Saturday, September 2, 2006


How nice to have our adult kids visit this weekend. Caitlin and Jean-Luc come all the way from Ottawa. Jean-Luc helped with the cooking, which is a relief. Caitlin and I go into Gravenhurst, while Jean-Luc takes care of our supper. J-L also helps me by putting in a shelf in our bathroom. He is such a good man. I am so glad he is Caitlin’s husband. It is fun showing them how we had renovated the house. I have missed them.
The drive into town never ceases to amaze me with its beauty. Three deer are crossing the road ahead of us. They delicately tiptoe across the road, one at a time, checking both ways for threats – just the way I taught Caitlin to watch as she crossed the street. There are lessons in nature. Visitors must sign in to Leisureworld. There is a register for volunteers, outside professional staff and for visitors. Residents are no longer able to check both ways for danger. In fact, some must be watched carefully as their cognitive functioning is impaired. The staff must do it for them.
There is a keypad with a code for entry and exiting from the facility. This protects those who are at risk for flight. It lets staff know, in case of emergency, who is in the building. Caitlin and I went to the desk and I signed our names, the time of our visit, as well as the resident and the floor on which we are visiting. We put on our badges and went upstairs, using the anti-bacterial agent on our hands.
Dad knows Caitlin – he clearly shows recognition and is happy to see her. We get him organized, drop off our coats, and follow our regular dinner routine, wheeling Dad into the Muskoka Room. Caitlin helps me feed him, taking the spoon from me while I leave the room to get the rest of his meal. She helps by holding the cup to his mouth. Dad’s hands shake so much some days that he cannot hold the cup without spilling. Sometimes he can hold it; other times I keep my hand under the cup, or under his hand, as a safeguard. I have to be careful not to interfere too much. This diminishes his self-esteem and makes him angry if I show him that I do not think he can do something that he is capable of on this day.

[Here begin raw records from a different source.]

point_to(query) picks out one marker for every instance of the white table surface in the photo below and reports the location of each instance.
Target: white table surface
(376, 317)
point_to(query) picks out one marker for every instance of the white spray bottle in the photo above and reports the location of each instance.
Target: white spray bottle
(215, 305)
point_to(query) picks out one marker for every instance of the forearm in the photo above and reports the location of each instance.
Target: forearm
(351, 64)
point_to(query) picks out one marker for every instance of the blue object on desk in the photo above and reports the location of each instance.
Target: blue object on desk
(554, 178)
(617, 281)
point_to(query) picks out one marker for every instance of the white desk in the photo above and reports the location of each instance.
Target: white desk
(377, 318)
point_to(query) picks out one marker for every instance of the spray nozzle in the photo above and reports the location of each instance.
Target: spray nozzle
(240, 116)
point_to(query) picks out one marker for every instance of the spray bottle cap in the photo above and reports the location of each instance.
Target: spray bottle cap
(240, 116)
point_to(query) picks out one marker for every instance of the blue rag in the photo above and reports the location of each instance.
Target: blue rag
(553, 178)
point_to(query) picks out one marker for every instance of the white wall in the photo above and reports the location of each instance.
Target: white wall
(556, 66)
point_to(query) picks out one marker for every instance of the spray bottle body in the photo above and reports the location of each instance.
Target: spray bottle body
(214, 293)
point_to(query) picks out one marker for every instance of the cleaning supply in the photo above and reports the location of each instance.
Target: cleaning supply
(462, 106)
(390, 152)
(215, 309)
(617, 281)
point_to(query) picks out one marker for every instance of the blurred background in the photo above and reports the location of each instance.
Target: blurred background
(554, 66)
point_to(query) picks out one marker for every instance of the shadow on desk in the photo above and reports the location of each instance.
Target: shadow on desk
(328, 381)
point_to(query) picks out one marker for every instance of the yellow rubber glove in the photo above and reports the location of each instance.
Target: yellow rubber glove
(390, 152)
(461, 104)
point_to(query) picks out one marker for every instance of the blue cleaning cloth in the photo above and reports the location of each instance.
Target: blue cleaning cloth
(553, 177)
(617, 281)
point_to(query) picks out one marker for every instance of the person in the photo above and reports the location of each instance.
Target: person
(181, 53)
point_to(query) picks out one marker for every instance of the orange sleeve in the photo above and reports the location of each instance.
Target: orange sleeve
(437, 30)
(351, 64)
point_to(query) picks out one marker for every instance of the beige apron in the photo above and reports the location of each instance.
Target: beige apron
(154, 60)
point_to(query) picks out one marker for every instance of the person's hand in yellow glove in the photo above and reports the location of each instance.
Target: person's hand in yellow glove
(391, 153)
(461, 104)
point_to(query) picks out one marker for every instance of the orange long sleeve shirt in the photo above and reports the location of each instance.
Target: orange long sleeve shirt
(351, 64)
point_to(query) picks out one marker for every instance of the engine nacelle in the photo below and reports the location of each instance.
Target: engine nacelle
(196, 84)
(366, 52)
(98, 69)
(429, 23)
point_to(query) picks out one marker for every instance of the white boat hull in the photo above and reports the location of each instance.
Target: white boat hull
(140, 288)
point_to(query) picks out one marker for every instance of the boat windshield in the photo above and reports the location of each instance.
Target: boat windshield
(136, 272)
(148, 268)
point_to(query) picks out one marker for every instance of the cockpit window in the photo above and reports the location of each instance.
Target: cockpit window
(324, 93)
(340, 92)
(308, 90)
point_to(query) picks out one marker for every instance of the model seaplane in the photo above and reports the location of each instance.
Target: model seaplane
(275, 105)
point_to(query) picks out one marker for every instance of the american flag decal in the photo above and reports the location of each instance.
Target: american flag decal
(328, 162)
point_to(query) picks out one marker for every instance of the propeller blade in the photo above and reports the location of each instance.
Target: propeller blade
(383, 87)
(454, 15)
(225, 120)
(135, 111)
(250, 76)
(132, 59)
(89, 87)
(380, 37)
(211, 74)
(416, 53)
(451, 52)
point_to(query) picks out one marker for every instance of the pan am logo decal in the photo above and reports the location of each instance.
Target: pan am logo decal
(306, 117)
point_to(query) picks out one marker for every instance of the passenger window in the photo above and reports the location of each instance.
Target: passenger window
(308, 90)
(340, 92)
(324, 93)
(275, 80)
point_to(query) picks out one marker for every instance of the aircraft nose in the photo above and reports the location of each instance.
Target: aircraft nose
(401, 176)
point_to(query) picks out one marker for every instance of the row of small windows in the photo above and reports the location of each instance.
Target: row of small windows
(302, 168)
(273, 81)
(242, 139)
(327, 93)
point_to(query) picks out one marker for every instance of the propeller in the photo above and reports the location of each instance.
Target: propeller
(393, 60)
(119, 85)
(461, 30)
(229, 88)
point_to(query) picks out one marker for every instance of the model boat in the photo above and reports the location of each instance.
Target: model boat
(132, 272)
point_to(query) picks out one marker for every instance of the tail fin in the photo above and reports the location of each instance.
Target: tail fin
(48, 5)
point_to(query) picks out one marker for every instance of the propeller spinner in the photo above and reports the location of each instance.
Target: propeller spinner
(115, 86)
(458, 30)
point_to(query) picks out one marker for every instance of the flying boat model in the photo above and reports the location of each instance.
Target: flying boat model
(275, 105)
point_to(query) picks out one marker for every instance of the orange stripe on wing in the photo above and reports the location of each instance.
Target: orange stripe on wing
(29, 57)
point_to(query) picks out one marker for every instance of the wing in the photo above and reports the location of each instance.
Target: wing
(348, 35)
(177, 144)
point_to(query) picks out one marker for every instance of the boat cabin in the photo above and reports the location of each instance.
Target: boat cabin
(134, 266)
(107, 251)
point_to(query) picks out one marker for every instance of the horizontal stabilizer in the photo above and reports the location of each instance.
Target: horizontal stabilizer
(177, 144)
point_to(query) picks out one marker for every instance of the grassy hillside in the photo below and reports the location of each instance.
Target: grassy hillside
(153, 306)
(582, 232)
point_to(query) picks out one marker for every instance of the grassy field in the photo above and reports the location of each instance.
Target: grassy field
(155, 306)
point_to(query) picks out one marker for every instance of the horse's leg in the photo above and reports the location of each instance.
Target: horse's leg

Dad cannot hear Caitlin, she has a very soft voice, but he knows she is trying to take care of him. He has been angry with me and this is a blessed relief to have support and a young, fresh and familiar face. We are both discussing his gradual decline on the way home. Not as shocking as for some, since she saw him at his worst in May. Home we went for a delicious meal and some family time. To everything there is a season and I am now the matriarch.